A trend for females with ASD to score slightly higher than males with ASD is indicated, and this pattern was either the reverse or not replicated in the comparison cases. The higher scores in females with ASD could have several explanations: females may have greater insight into their symptoms than males; they may exaggerate their symptoms more; they may in fact have more symptoms than the males; female ASD might be more difficult to detect, thus the ones that are detected may have more extreme symptoms; or it could simply be a Type I Error. The sex difference in the comparison cases supports the male brain theory for autism, i.e. that males in general have more “autistic traits” than females in the normal population. Females with ASD scored higher than males on the sensory motor subscale. This may point towards a true sex difference in the symptomatology. Perhaps, in the future, these traits could serve as markers in genetic studies. In the comparison cases men scored slightly higher than women on the language subscale, but due to various problems with this subscale, one should be cautious with interpretations at this stage.

Limitations and Suggestions for Further Research

Some methodological limitations should be noted. First, the participants of the two groups compared in the study were not matched with respect to gender, age or intelligence. The age distributions of the two groups were roughly similar and all participants were in the range of intelligence above intellectual disability (i.e. IQ > 70). However, the ratio of females to males was proportionally greater in the comparison cases compared to the ASD group. The fact that women were in majority in the comparison cases might possibly have led to a slight overestimation of the specificity of the RAADS-R as comparison case females obtained slightly lower mean scores than comparison case males, although this difference was not statistically significant. Furthermore, not all of the subjects in the comparison case group were seen in person by the investigators or screened for psychiatric disorders. This is true for 29 of the students as well as for the 61 doctors and medical students. A few of these subjects did obtain remarkably high scores on the RAADS-R. As it was completed anonymously the investigators did not have the possibility to examine those who were high scorers.

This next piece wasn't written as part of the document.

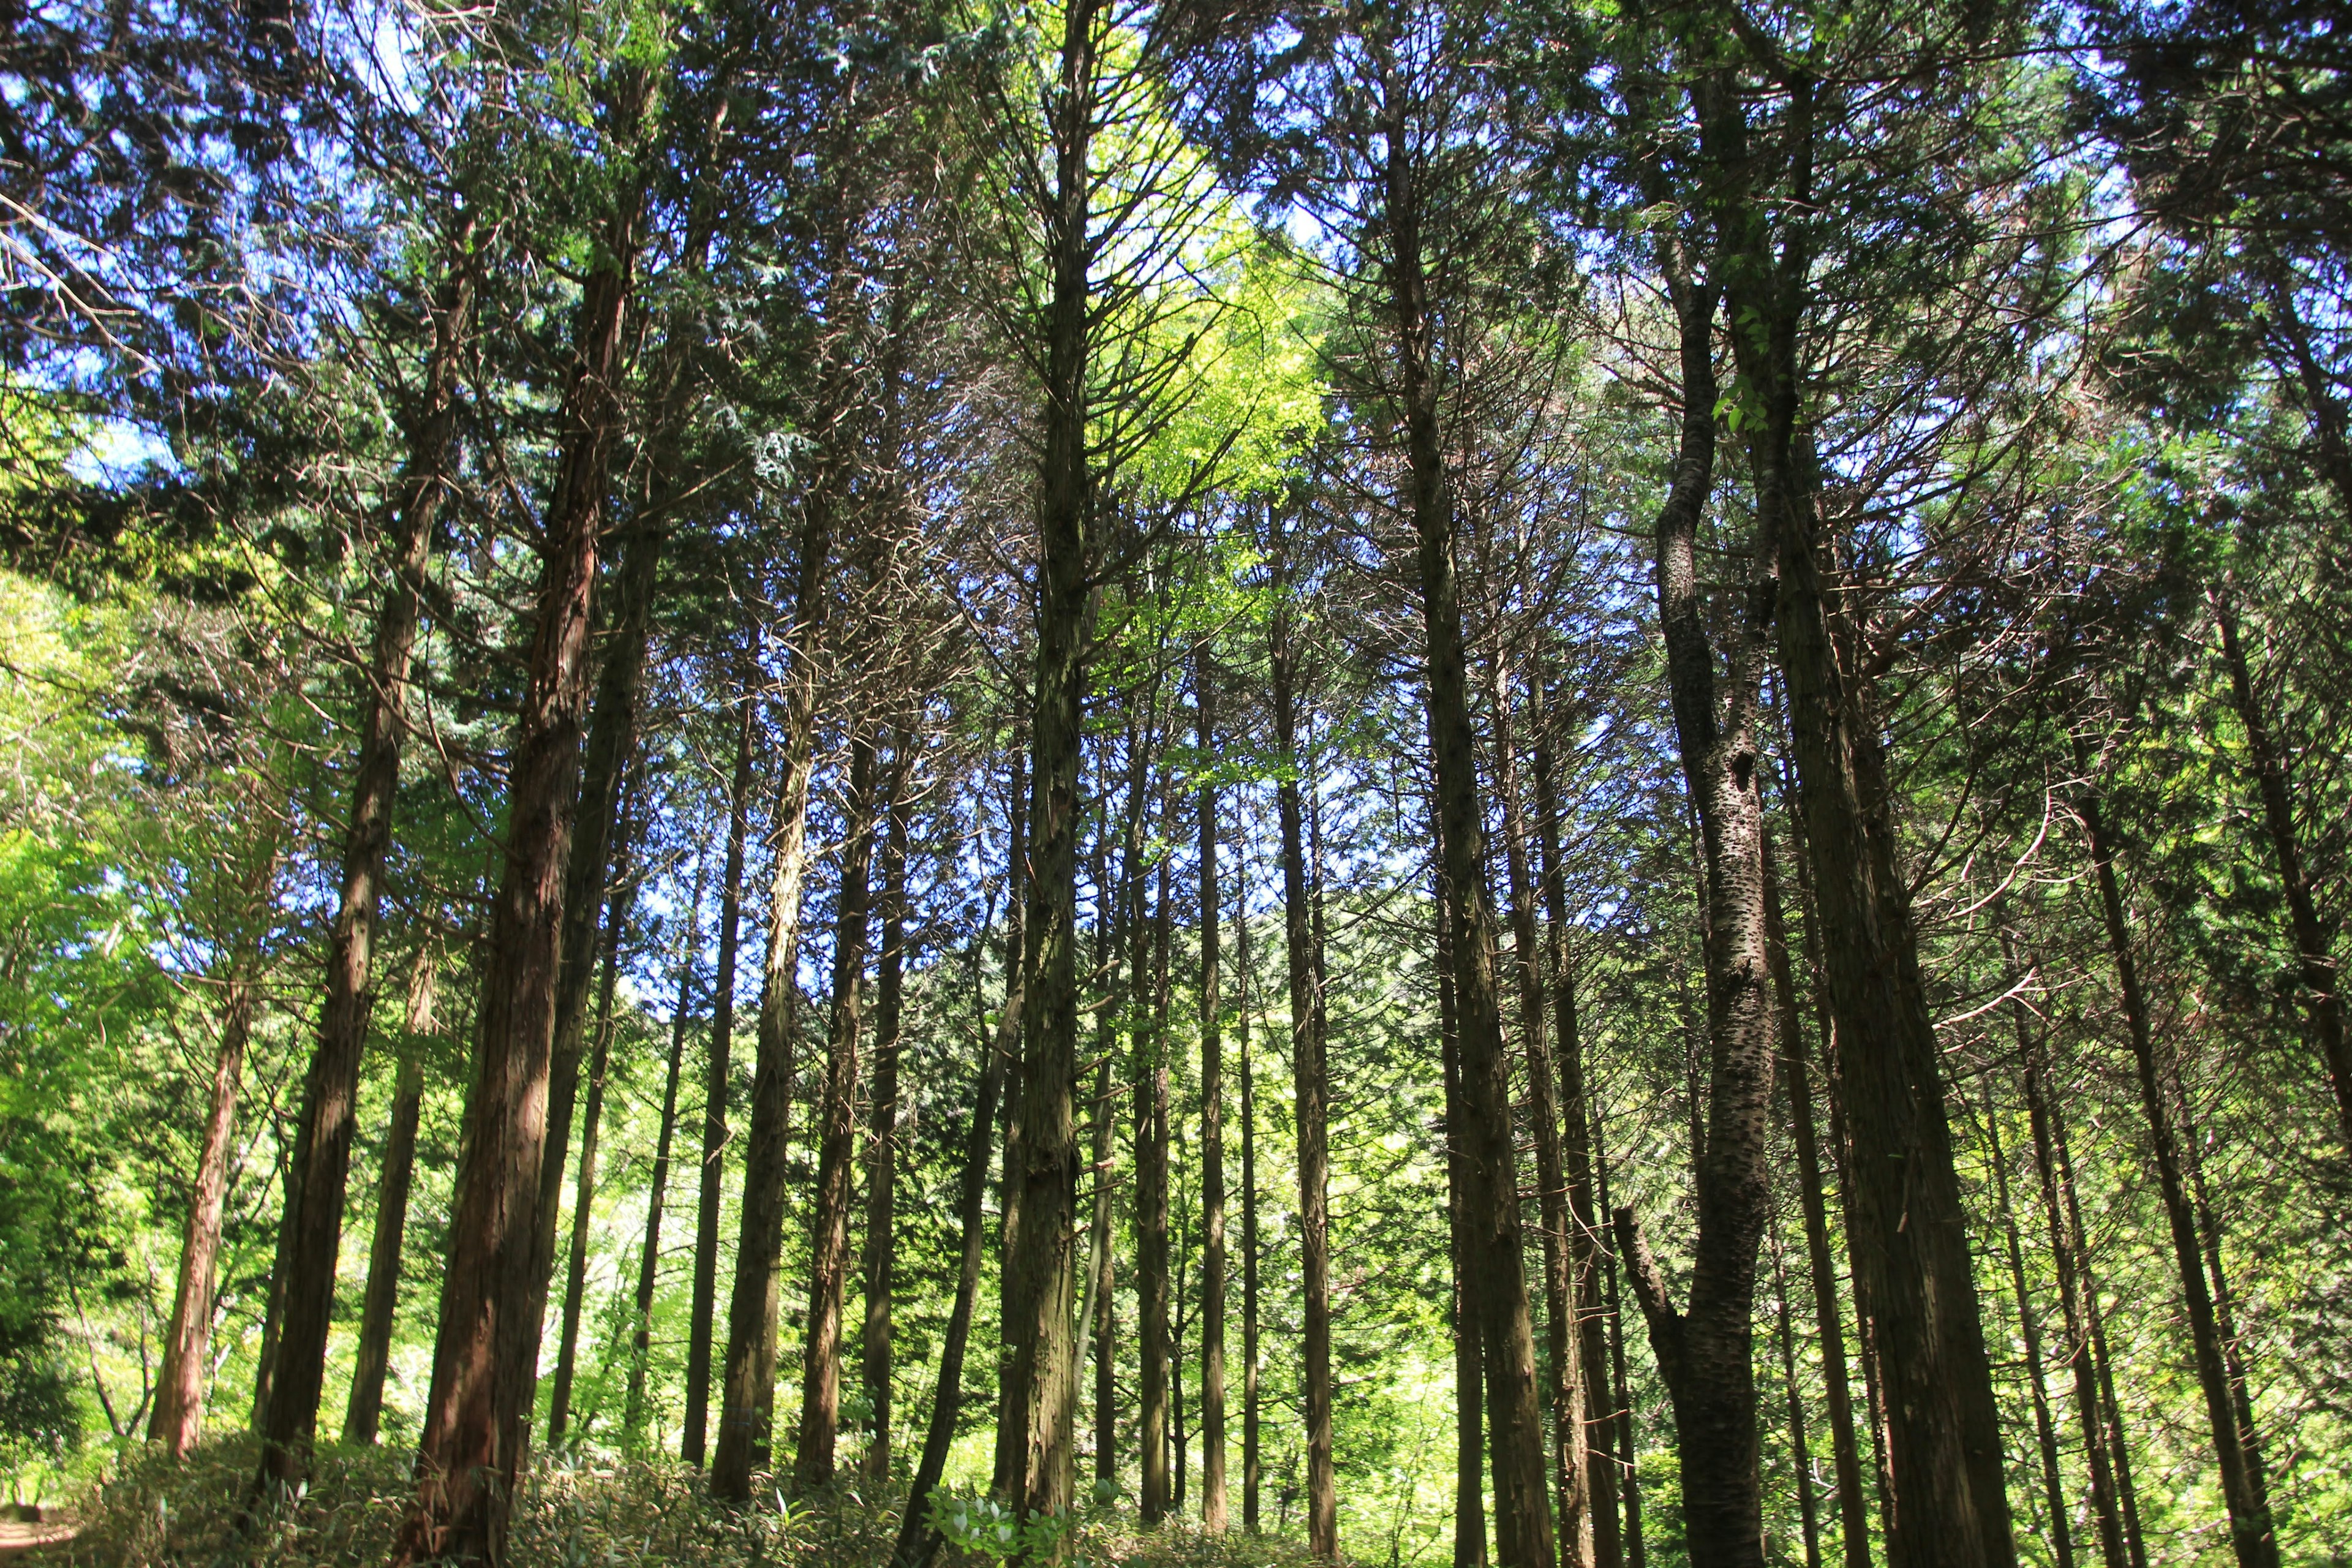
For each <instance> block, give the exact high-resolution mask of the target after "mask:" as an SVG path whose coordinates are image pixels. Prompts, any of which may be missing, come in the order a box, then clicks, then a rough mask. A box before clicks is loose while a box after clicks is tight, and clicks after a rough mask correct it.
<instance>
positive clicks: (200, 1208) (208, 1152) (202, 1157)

A third limitation has to do with the fact that the scores in the comparison cases were essentially non-normally distributed (which is to be expected with this type of instrument), thus using parametric statistics would be somewhat dubious. ANOVAs have proven to be rather robust against a deviation from normality, as long as it is not caused by outliers (Tabachnick and Fidell 2007). In an attempt to compensate for this, the analyses were also performed with outliers removed, and results were identical with the exception of larger effect sizes overall. However it is possible that the non-normality of the distribution may have affected the results in some way; the sex effects are probably the most vulnerable as the differences in means between men and women are much smaller than the differences between the ASD group versus the comparison cases.

Finally, future studies are needed to assess the sensitivity and specificity of the RAADS-R for subjects with other specific DSM diagnoses such as OCD, Social Anxiety Disorder, severe personality disorder and schizophrenia. It should be noted that different cut-off limits may be optimal with other comparison populations.

Conclusion

The results of the present study indicate that the Swedish RAADS-R is a reliable and valid instrument that can be a useful tool for clinicians when diagnosing the possibility of ASD in adults. This self-administered rating-scale is easily administered and user-friendly, properties which both are valuable and cost-effective. Three of the subscales have adequate psychometric properties, with the language subscale being the weakest for reasons discussed.